- Location: Pearl River County, Mississippi St. Tammany Parish, Louisiana Washington Parish, Louisiana
- Nearest city: Picayune, Mississippi
- Coordinates: 30°32′51″N 89°47′38″W﻿ / ﻿30.54750°N 89.79389°W
- Area: 40,000 acres or 160 km^{2}
- Established: 1980
- Governing body: U.S. Fish and Wildlife Service
- Website: Bogue Chitto National Wildlife Refuge

= Bogue Chitto National Wildlife Refuge =

United States National Wildlife Refuge in Louisiana and Mississippi

Bogue Chitto National Wildlife Refuge is located 60 mi northeast of New Orleans, Louisiana, U.S., and encompasses 36000 acre of Pearl River Basin swampland.

==History==

On June 30, 1980, President Jimmy Carter signed Public Law 96-288 authorizing the 40000 acre Bogue Chitto National Wildlife Refuge (NWR) in Washington and St. Tammany Parishes, Louisiana, and Pearl River County, Mississippi. Since that time, the U.S. Fish and Wildlife Service has been acquiring bottomland hardwood habitat in the Pearl River Basin. On December 13, 1989, Congress authorized a boundary expansion for Bogue Chitto NWR that included an additional 8400 acre of bottomland hardwoods in St. Tammany Parish. To date, some 36447 acre have been placed under refuge management. The refuge is still in an acquisition phase.

==Access==

Access is primarily by boat on the refuge's Louisiana side and road access is available on the refuge's Mississippi side. In the summer of 2002, a new 0.75 mi walking trail was unveiled on the Louisiana side of the Refuge that allows access into the interior of Bogue Chitto's habitat.

==Wildlife and habitat==

The refuge is home to hundreds of bird species. The most abundant species are the Neotropical migrants, including the prothonotary and Swainson's warblers, tyrant flycatchers, yellow-billed cuckoo, and white-eyed vireo. In smaller numbers found on the refuge are migratory game birds such as American woodcock and wild turkey, wading birds such as egrets and herons, waterfowl such as wood duck, and raptors such as hawks and owls. Endangered and threatened species found on the refuge are bald eagle, ringed map turtle, gopher tortoise, inflated heelsplitter, and Gulf sturgeon. White-tail deer, squirrel, turkey and wild boar hunting and fishing are offered to the public.

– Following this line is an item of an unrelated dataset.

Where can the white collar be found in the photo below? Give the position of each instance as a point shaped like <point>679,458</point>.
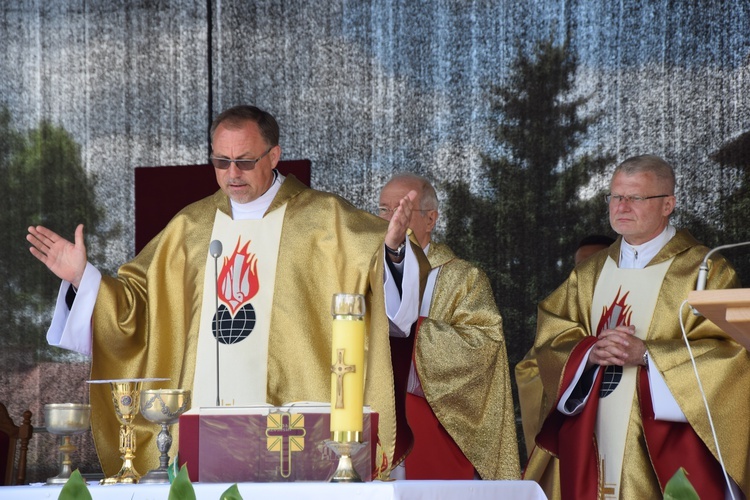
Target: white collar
<point>257,208</point>
<point>638,256</point>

Bogue Chitto NWR is primarily composed of bottomland hardwood habitat interlaced by the Bogue Chitto and Pearl river systems. Numerous sloughs, bayous and lakes are located on the refuge. Water levels fluctuate by several feet from their low point in the summer to winter/spring flood stage. Over 90% of the refuge can be flooded during seasonal high river periods. The mixed hardwood forest includes water oak, overcup oak, American elm, sweetgum, and red maple on higher elevations and bald cypress, water tupelo, and black tupelo along the wettest areas. Mid-story in mixed hardwoods includes American Hophornbeam, Southern Arrowwood, Virginia Sweetspire and reproduction of the overstory. Typical mid-story plants along the sloughs and bayous are Buttonbush, Eastern Swampprivet, and Water Elm.